Table 2 demonstrates the performance of our generation model, RetroGEN, against ATR and CDK9 targets. Our model shows commendable performance compared with a number of well-established baseline models, notably MORLD and REINVENT, which are distinguished algorithms within the field of molecule generation. The RetroGEN model is capable of generating molecules with 100% validity and uniqueness against the ATR and CDK9 protein targets. In the case of the pharmacochemical filters for the ATR target, the RetroGEN model demonstrates superior performance over the baseline models in all three filters. Additionally, it exhibits a slightly improved performance in SureChEMBL and PAINS compared to its noninitialized counterpart. With respect to the CDK9 target, a similar trend is also observed, which can be concluded from Table 3. The RetroGEN model demonstrates slight improvements in the Glaxo and PAINS metrics, though it shows marginally lower performance in the SureChEMBL metric compared to REINVENT. Overall, the RetroGEN model could help in optimizing the properties related to pharmacochemical filters.

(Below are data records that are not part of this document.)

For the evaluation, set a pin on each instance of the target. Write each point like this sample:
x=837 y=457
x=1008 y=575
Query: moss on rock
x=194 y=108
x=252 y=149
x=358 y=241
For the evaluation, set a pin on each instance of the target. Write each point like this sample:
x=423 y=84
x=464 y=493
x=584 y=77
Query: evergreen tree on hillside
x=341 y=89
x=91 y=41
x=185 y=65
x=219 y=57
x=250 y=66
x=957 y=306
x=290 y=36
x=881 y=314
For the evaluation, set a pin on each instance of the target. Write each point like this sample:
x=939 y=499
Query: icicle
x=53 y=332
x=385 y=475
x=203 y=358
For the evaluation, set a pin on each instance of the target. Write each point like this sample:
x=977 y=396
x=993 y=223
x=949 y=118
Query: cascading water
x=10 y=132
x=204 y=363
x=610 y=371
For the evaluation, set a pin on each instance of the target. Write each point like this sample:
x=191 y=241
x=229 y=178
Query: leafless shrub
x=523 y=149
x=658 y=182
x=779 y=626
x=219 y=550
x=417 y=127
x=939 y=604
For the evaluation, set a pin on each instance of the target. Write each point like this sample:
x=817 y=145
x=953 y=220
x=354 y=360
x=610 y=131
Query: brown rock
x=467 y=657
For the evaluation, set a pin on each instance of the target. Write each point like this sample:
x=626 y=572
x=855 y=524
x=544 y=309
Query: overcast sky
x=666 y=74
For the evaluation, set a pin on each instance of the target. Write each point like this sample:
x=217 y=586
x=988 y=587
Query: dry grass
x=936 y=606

RetroGEN’s high validity and uniqueness across ATR and CDK9 targets underscore its potential for generating diverse, drug-like molecules.
The distribution of molecular properties is crucial for generating drug-like molecules in drug discovery. Key properties such as lipophilicity (LogP), synthetic accessibility (SA), drug-likeness (QED), and molecular weight (MW) are assessed to evaluate a molecule’s efficacy, safety, and similarity to existing drugs. We also use QuickVina 2 to assess binding affinity, which helps determine potential biological activity.
In Fig. 4a, we compare RetroGEN with MOLRD and REINVENT against the ATR target, alongside active molecules from BindingDB. The top row of Fig. 4a shows that the molecules generated by RetroGEN closely match the MW, LogP, QED, and SAScore distributions of active molecules for the ATR target, with REINVENT being the second closest in alignment. The molecular weight of molecules generated by RetroGEN predominantly falls within 250–500, aligning closely with active molecules. In contrast, REINVENT generates molecules with lower molecular weight, while MORLD generates larger molecules, which may hinder membrane permeability and absorption. For LogP, the distribution of existing Actives ranges from 0 to 6, with a concentration around 3. RetroGEN’s generated molecules also center around 3, with most falling between −2 and 5, similar to MORLD and REINVENT. For QED, RetroGEN and REINVENT perform similarly, with most generated molecules having a QED above 0.5. In contrast, MORLD’s generated molecules mostly have QED values below 0.5, indicating poorer performance. For SAScore, REINVENT outperforms other methods, likely due to the smaller molecular size of its generated molecules. As for docking performance, RetroGEN shows the best docking scores, indicating strong binding affinity. MORLD also achieves commendable scores, closely following RetroGEN, which suggests good binding potential. However, the larger molecular weight of MORLD’s compounds may violate the “Rule of Five” principle, making them less viable as drug candidates. Overall, RetroGEN exhibits the best performance and closely aligns with the active ATR molecules.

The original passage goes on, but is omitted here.